A graduate course on ethics and international affairs has highlighted quite different senses and approaches to what ethics (with its links to morality) means. Some use the term “ethical” to mean good, and positive, contrasted in obvious ways to “unethical,” implying wrong or devoid of solid principle. But an ethical reflection demands an appreciation for differences in how even core understandings of principle are understood. So then, respecting and appreciating differences and diverse experience and perspectives, where can we find truly shared principles and values? Can we look to a common compass that all human beings might use, coming from different regions, religions, and perspectives? But freedom of conscience must mean freedom to disagree–we cannot expect all to move in moral lockstep, far less demand it. But is there a moral rock to stand on, or cling to? Bottom line: one explanation for the seeming erosion of moral consensus may have a largely positive implication: growing respect for pluralism, with the downside of polarization and constant contention and conflict. Dialogue in its best sense of hearing and marking across differences is an essential and powerful need as we work to solve the puzzles.
Classroom discussions also raise questions around the topic of leadership, moral and otherwise. Many contemporary students seem stumped when asked to name their heroes. There is a reasonable hesitation today to invest too much in heroes and their adulation or worship (which does jar with celebrity cultures and outsize roles of influencers). Admiration is fine—the outpouring of tributes to Pope Francis this week is testimony to what might be read as a craving for figures to admire—but critiques of even the most admired creep in. One commentator observed that the pope had a duty to be a global conscience “even if it’s a losing effort,” and even if “the world is going in another direction.” As E.J. Dionne Jr. observed, he was a spiritual rebel and happy troublemaker—one model for a reasoning kind of leadership.
Many have true heroic beacons: mine include Nelson Mandela, Abraham Lincoln, Franklin Delano and Eleanor Roosevelt, Paul Farmer, and Mia Mottley. But adulation and total adherence is anathema to free will and real appreciation for difference. We know all too well that no one is perfect.
In many respects the post-World War II period stands as something of a golden age for a convincing articulated moral frame of reference, as world leaders reached agreements to build global institutions grounded in what was termed a universal declaration of human rights.
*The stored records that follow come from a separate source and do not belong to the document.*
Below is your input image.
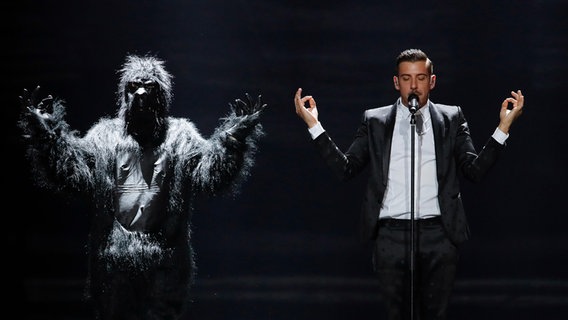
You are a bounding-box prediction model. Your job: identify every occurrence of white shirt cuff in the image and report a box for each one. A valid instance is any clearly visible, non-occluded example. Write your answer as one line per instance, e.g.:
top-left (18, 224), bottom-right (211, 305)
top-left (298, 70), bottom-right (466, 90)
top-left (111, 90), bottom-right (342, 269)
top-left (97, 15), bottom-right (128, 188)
top-left (492, 128), bottom-right (509, 145)
top-left (308, 122), bottom-right (325, 140)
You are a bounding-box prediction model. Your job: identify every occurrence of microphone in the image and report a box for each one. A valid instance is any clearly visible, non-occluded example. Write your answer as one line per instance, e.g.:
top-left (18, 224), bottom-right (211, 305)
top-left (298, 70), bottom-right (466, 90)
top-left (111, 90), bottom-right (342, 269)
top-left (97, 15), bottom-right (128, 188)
top-left (408, 93), bottom-right (419, 114)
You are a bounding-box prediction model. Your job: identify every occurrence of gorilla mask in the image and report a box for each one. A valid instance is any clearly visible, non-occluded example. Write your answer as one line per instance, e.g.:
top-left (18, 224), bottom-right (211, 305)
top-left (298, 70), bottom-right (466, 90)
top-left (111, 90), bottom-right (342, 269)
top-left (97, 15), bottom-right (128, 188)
top-left (117, 55), bottom-right (173, 146)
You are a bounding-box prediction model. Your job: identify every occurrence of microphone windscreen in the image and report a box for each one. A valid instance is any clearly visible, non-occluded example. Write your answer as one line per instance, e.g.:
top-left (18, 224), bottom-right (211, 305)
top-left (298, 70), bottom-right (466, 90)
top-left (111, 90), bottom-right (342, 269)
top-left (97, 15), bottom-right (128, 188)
top-left (408, 93), bottom-right (419, 106)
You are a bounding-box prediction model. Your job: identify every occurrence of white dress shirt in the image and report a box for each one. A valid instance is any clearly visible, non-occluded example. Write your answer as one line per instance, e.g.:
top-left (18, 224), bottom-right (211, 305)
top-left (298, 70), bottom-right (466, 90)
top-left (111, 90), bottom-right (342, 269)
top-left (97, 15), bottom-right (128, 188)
top-left (308, 98), bottom-right (509, 220)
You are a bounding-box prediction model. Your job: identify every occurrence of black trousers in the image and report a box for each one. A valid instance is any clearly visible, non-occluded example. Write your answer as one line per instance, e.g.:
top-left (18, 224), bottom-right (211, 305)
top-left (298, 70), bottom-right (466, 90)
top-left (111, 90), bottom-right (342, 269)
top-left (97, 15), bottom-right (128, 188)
top-left (373, 217), bottom-right (458, 320)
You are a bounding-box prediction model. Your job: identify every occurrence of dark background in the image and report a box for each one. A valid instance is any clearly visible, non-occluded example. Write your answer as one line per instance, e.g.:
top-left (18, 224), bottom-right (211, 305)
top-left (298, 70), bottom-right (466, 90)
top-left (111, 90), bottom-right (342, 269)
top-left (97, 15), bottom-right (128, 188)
top-left (7, 0), bottom-right (568, 319)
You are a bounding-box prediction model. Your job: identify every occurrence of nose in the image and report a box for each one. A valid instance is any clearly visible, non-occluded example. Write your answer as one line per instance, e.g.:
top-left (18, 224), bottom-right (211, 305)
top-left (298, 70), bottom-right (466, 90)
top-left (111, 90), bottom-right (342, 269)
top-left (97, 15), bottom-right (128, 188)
top-left (135, 87), bottom-right (147, 96)
top-left (410, 78), bottom-right (418, 89)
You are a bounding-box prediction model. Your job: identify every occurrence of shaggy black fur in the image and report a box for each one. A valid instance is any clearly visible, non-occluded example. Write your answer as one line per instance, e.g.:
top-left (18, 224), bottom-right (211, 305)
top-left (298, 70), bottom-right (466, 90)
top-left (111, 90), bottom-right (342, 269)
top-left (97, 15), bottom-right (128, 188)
top-left (18, 54), bottom-right (266, 319)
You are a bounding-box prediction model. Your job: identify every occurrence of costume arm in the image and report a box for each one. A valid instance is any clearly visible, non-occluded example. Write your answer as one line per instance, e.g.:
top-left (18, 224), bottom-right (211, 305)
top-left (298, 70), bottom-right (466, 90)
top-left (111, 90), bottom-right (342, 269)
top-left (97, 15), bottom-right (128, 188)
top-left (18, 87), bottom-right (93, 192)
top-left (191, 94), bottom-right (266, 195)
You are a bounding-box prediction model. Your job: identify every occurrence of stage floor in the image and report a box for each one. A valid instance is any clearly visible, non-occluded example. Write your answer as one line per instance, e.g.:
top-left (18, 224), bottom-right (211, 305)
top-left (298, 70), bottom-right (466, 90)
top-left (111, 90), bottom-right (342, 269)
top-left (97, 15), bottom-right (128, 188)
top-left (24, 275), bottom-right (568, 320)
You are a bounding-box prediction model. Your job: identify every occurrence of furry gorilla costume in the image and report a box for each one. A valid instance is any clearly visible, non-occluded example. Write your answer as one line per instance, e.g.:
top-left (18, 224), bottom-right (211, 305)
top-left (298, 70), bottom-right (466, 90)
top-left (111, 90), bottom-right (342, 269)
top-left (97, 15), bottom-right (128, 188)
top-left (18, 54), bottom-right (266, 319)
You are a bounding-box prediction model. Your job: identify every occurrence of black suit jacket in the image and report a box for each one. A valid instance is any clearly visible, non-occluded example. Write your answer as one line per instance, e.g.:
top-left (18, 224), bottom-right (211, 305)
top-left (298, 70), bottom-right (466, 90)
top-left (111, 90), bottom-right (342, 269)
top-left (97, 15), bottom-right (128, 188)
top-left (314, 102), bottom-right (504, 246)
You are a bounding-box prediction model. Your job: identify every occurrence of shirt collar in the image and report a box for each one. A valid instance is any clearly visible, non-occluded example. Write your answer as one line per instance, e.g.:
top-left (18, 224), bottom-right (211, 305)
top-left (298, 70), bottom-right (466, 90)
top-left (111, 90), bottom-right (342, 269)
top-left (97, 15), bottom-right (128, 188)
top-left (396, 97), bottom-right (432, 120)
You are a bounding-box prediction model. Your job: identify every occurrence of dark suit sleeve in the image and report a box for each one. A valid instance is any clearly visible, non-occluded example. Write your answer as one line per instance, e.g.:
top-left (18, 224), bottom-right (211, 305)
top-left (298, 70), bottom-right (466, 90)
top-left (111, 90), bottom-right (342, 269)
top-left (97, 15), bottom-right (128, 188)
top-left (313, 114), bottom-right (370, 181)
top-left (454, 107), bottom-right (505, 183)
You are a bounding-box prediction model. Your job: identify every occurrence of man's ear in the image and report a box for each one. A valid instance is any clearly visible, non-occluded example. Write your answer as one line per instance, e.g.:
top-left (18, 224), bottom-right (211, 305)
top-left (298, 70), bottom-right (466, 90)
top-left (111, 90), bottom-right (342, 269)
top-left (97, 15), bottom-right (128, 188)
top-left (429, 74), bottom-right (436, 89)
top-left (393, 76), bottom-right (400, 90)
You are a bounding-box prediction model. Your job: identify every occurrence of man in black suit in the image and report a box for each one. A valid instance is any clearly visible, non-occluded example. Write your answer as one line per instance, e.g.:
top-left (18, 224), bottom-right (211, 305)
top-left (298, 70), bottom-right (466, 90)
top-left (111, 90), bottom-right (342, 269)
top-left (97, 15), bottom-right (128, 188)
top-left (293, 48), bottom-right (524, 320)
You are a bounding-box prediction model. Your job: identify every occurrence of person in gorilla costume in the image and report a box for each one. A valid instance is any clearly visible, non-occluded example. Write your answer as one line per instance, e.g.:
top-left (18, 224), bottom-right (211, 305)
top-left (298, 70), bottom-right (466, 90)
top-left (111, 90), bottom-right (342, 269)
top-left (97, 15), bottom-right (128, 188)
top-left (18, 54), bottom-right (267, 319)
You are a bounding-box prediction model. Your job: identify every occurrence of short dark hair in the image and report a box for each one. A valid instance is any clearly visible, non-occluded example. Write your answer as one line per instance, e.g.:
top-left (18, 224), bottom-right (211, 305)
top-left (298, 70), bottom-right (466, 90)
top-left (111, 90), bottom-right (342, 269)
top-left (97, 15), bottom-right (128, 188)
top-left (396, 49), bottom-right (434, 75)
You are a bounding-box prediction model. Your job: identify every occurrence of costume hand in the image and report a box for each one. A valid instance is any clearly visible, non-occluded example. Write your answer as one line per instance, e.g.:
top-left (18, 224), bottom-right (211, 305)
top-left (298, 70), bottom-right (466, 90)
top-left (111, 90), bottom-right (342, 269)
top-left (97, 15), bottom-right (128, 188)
top-left (227, 93), bottom-right (266, 141)
top-left (498, 90), bottom-right (524, 134)
top-left (294, 88), bottom-right (319, 128)
top-left (230, 93), bottom-right (267, 117)
top-left (19, 86), bottom-right (57, 137)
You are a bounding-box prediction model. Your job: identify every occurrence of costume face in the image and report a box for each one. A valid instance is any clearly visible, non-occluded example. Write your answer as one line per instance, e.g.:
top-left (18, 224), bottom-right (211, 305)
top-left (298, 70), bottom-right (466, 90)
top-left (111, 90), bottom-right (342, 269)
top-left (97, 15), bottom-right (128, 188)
top-left (393, 61), bottom-right (436, 108)
top-left (118, 56), bottom-right (173, 144)
top-left (126, 79), bottom-right (159, 113)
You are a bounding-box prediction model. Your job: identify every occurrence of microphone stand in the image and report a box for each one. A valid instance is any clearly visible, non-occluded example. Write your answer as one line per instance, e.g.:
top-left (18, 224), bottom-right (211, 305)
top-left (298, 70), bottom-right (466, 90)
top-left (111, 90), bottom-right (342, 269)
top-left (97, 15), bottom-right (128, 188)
top-left (409, 109), bottom-right (418, 320)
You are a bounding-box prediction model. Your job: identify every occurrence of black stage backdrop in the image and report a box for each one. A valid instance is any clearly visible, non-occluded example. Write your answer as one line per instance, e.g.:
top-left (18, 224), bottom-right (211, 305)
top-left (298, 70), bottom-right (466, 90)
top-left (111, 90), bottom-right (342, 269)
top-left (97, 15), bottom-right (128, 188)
top-left (6, 0), bottom-right (568, 319)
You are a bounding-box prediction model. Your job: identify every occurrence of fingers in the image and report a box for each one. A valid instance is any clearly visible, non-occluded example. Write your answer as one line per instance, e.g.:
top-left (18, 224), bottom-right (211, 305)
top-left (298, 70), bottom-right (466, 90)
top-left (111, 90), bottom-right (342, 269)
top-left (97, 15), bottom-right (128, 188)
top-left (501, 98), bottom-right (509, 111)
top-left (513, 90), bottom-right (524, 112)
top-left (501, 98), bottom-right (512, 117)
top-left (254, 94), bottom-right (267, 113)
top-left (500, 90), bottom-right (525, 124)
top-left (294, 87), bottom-right (320, 129)
top-left (308, 96), bottom-right (316, 109)
top-left (502, 90), bottom-right (524, 107)
top-left (509, 89), bottom-right (523, 103)
top-left (20, 88), bottom-right (36, 113)
top-left (510, 89), bottom-right (523, 101)
top-left (233, 93), bottom-right (266, 116)
top-left (20, 86), bottom-right (52, 111)
top-left (20, 87), bottom-right (31, 104)
top-left (295, 88), bottom-right (302, 100)
top-left (294, 88), bottom-right (302, 110)
top-left (230, 99), bottom-right (243, 116)
top-left (39, 95), bottom-right (53, 112)
top-left (294, 88), bottom-right (309, 107)
top-left (294, 87), bottom-right (317, 111)
top-left (508, 89), bottom-right (524, 114)
top-left (244, 92), bottom-right (261, 113)
top-left (31, 85), bottom-right (41, 104)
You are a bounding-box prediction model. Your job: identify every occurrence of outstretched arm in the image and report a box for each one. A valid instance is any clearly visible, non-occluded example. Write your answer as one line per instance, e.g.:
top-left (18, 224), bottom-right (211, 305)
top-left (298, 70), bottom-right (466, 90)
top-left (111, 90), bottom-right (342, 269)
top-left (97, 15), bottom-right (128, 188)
top-left (18, 86), bottom-right (93, 192)
top-left (458, 90), bottom-right (525, 183)
top-left (293, 87), bottom-right (367, 181)
top-left (190, 93), bottom-right (267, 196)
top-left (19, 86), bottom-right (60, 139)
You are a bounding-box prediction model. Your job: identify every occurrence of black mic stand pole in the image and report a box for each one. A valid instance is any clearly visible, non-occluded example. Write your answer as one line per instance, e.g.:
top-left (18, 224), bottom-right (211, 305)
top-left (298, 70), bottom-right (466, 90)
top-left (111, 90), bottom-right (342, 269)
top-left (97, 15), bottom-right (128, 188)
top-left (409, 110), bottom-right (418, 320)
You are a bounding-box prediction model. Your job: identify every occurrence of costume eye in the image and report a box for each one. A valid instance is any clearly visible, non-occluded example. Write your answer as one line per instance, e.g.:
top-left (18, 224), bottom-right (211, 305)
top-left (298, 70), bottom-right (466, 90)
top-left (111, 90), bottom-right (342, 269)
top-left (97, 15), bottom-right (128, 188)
top-left (128, 81), bottom-right (142, 91)
top-left (143, 81), bottom-right (157, 91)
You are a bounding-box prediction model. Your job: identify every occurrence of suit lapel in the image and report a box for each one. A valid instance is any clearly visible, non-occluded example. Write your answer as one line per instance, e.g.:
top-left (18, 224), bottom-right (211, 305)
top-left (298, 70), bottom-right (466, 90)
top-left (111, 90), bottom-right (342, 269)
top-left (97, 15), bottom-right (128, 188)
top-left (429, 103), bottom-right (446, 181)
top-left (382, 105), bottom-right (397, 186)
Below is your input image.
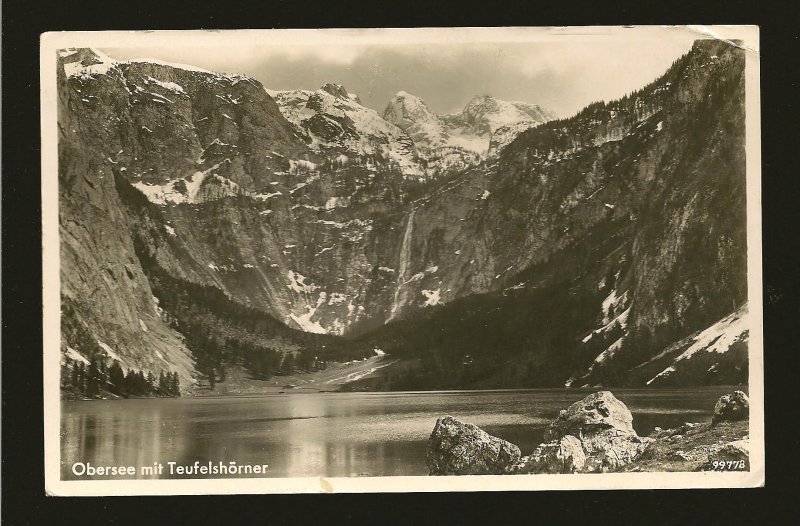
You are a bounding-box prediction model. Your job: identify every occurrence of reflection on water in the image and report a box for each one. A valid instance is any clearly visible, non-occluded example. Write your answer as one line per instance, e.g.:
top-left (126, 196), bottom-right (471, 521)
top-left (61, 387), bottom-right (741, 479)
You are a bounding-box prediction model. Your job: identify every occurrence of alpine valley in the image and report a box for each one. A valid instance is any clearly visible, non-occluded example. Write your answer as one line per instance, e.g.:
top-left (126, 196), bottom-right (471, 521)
top-left (57, 40), bottom-right (748, 397)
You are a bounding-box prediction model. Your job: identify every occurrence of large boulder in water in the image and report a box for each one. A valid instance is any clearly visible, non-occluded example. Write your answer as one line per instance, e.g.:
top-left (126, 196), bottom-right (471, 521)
top-left (712, 391), bottom-right (749, 425)
top-left (526, 391), bottom-right (649, 473)
top-left (544, 391), bottom-right (635, 441)
top-left (427, 416), bottom-right (521, 475)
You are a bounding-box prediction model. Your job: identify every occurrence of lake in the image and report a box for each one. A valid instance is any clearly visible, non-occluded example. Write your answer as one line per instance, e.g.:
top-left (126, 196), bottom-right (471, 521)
top-left (61, 387), bottom-right (741, 479)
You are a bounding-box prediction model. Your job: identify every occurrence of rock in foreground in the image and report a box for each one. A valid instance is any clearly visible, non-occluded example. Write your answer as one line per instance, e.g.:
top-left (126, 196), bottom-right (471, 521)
top-left (521, 391), bottom-right (649, 473)
top-left (427, 416), bottom-right (521, 475)
top-left (712, 391), bottom-right (749, 425)
top-left (520, 435), bottom-right (587, 474)
top-left (427, 390), bottom-right (751, 475)
top-left (544, 391), bottom-right (636, 440)
top-left (620, 420), bottom-right (749, 472)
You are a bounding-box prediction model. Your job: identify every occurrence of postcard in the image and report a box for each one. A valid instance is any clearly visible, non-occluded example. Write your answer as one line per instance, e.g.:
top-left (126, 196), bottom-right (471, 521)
top-left (41, 26), bottom-right (763, 495)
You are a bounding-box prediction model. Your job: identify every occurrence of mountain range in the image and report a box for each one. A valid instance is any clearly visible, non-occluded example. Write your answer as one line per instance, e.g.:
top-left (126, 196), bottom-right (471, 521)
top-left (56, 41), bottom-right (748, 394)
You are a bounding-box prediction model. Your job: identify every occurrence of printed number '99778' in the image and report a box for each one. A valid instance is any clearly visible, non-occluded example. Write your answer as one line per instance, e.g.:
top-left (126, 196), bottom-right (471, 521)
top-left (710, 460), bottom-right (747, 471)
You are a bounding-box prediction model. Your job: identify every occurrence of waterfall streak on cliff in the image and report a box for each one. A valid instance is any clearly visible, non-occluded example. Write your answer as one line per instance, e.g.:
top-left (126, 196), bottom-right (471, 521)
top-left (388, 209), bottom-right (416, 321)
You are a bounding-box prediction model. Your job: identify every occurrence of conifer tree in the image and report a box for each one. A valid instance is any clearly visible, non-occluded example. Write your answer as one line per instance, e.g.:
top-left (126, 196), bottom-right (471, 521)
top-left (170, 372), bottom-right (180, 396)
top-left (158, 371), bottom-right (168, 395)
top-left (86, 358), bottom-right (100, 397)
top-left (109, 360), bottom-right (125, 395)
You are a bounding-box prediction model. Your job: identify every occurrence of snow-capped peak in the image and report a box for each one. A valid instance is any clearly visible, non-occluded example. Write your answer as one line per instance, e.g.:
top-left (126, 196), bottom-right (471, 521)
top-left (268, 83), bottom-right (422, 177)
top-left (456, 94), bottom-right (553, 134)
top-left (446, 95), bottom-right (556, 154)
top-left (382, 91), bottom-right (554, 157)
top-left (383, 92), bottom-right (450, 149)
top-left (393, 91), bottom-right (425, 104)
top-left (59, 47), bottom-right (114, 65)
top-left (384, 91), bottom-right (439, 125)
top-left (60, 48), bottom-right (255, 83)
top-left (60, 48), bottom-right (118, 78)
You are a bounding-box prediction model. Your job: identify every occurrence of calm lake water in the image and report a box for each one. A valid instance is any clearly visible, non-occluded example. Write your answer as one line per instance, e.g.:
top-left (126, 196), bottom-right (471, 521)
top-left (61, 387), bottom-right (741, 479)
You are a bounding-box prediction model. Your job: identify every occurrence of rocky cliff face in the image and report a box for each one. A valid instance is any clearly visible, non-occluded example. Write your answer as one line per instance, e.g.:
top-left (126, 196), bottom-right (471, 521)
top-left (57, 40), bottom-right (748, 390)
top-left (58, 49), bottom-right (197, 387)
top-left (348, 39), bottom-right (748, 388)
top-left (378, 39), bottom-right (745, 341)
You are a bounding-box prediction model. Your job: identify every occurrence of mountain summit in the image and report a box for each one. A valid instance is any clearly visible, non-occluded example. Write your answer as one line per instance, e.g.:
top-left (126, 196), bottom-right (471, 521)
top-left (382, 91), bottom-right (452, 150)
top-left (268, 85), bottom-right (421, 177)
top-left (383, 92), bottom-right (555, 157)
top-left (450, 95), bottom-right (556, 153)
top-left (266, 84), bottom-right (552, 182)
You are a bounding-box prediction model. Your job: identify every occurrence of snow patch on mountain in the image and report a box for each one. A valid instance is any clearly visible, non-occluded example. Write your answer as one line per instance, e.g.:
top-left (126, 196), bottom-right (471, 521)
top-left (65, 347), bottom-right (91, 365)
top-left (645, 306), bottom-right (749, 385)
top-left (593, 337), bottom-right (625, 364)
top-left (97, 341), bottom-right (122, 362)
top-left (287, 270), bottom-right (319, 295)
top-left (143, 75), bottom-right (186, 95)
top-left (674, 310), bottom-right (748, 360)
top-left (61, 48), bottom-right (118, 78)
top-left (583, 307), bottom-right (631, 343)
top-left (289, 309), bottom-right (327, 334)
top-left (132, 162), bottom-right (220, 205)
top-left (421, 289), bottom-right (442, 306)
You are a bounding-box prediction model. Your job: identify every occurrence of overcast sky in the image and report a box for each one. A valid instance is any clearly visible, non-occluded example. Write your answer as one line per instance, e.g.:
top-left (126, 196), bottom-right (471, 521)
top-left (101, 29), bottom-right (700, 118)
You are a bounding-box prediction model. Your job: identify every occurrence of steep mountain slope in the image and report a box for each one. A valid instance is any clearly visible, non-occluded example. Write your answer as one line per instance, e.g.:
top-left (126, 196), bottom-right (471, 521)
top-left (629, 305), bottom-right (748, 387)
top-left (57, 40), bottom-right (748, 392)
top-left (59, 49), bottom-right (410, 344)
top-left (58, 49), bottom-right (392, 392)
top-left (58, 49), bottom-right (554, 345)
top-left (58, 49), bottom-right (198, 388)
top-left (345, 39), bottom-right (748, 388)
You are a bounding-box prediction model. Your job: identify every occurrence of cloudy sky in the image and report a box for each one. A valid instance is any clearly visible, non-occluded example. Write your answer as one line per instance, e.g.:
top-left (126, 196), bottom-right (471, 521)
top-left (100, 28), bottom-right (702, 118)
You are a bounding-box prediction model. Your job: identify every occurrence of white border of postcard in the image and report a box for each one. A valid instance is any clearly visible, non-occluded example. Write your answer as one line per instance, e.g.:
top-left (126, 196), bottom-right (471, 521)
top-left (41, 25), bottom-right (764, 495)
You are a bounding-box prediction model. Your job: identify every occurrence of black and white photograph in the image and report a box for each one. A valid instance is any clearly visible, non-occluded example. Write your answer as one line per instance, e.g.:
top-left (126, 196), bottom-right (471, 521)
top-left (40, 26), bottom-right (763, 495)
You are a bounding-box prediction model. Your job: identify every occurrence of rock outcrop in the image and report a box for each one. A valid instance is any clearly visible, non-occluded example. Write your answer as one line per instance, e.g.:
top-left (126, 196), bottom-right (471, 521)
top-left (701, 438), bottom-right (750, 470)
top-left (523, 391), bottom-right (649, 473)
top-left (427, 416), bottom-right (521, 475)
top-left (623, 420), bottom-right (750, 472)
top-left (428, 392), bottom-right (650, 475)
top-left (427, 390), bottom-right (752, 475)
top-left (519, 435), bottom-right (587, 474)
top-left (712, 391), bottom-right (750, 425)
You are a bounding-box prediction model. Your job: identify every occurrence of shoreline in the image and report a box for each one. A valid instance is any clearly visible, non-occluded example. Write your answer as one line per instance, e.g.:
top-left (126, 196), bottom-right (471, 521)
top-left (61, 383), bottom-right (748, 401)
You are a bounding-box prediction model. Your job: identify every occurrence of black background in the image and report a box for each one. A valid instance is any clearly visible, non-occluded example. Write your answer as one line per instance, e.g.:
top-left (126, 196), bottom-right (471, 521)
top-left (3, 0), bottom-right (798, 523)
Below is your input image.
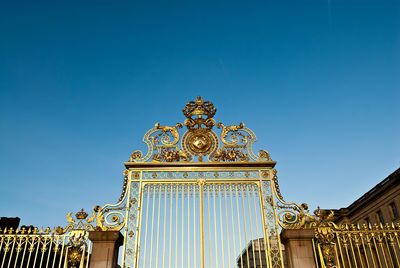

But the contemporary polycrisis or permacrisis shakes confidence in the very rocks of consensus on which we think the international order was built. I’ve been struck by a disdain some colleagues express at the very term “international community.”
I’m left with two somewhat contradictory thoughts. The first draws on Chinese Taoist philosopher Lao Tzu, who suggested that the best leaders inspire people not only to act but to see their action as part of their own will and conscience: “We did it ourselves.” The ideal for today should be neither adulation nor lockstep adherence but thoughtful, humane, reasoned commitment to sharing for a common good—what is best for a larger community. The second is a more realist view that morality and politics are inextricably linked. That means that morality can’t be divorced from its broader impact through political processes (from local to global), and politics cannot and must not be divorced from rock solid morality and principle. That also means a demanding and constant bridging of words and actions. I’m reminded of the moral wisdom of a young leader (in India) who derided a meeting as “NATO”—No Action Talk Only.
The essence of the leadership we yearn for—and must demand for—international affairs is principled, politically savvy, and action focused. It cannot escape the realities and joys of the religious, geographical, cultural, gender, and other forms of diversity. But common threads of empathy and care for others—a “Good Samaritan” approach—can help provide the compass and guide principled models of leadership. That’s true for many levels that include the fractious international order that are the focus of the Global Dialogues.
Katherine Marshall is a senior fellow at the Berkley Center for Religion, Peace, and World Affairs.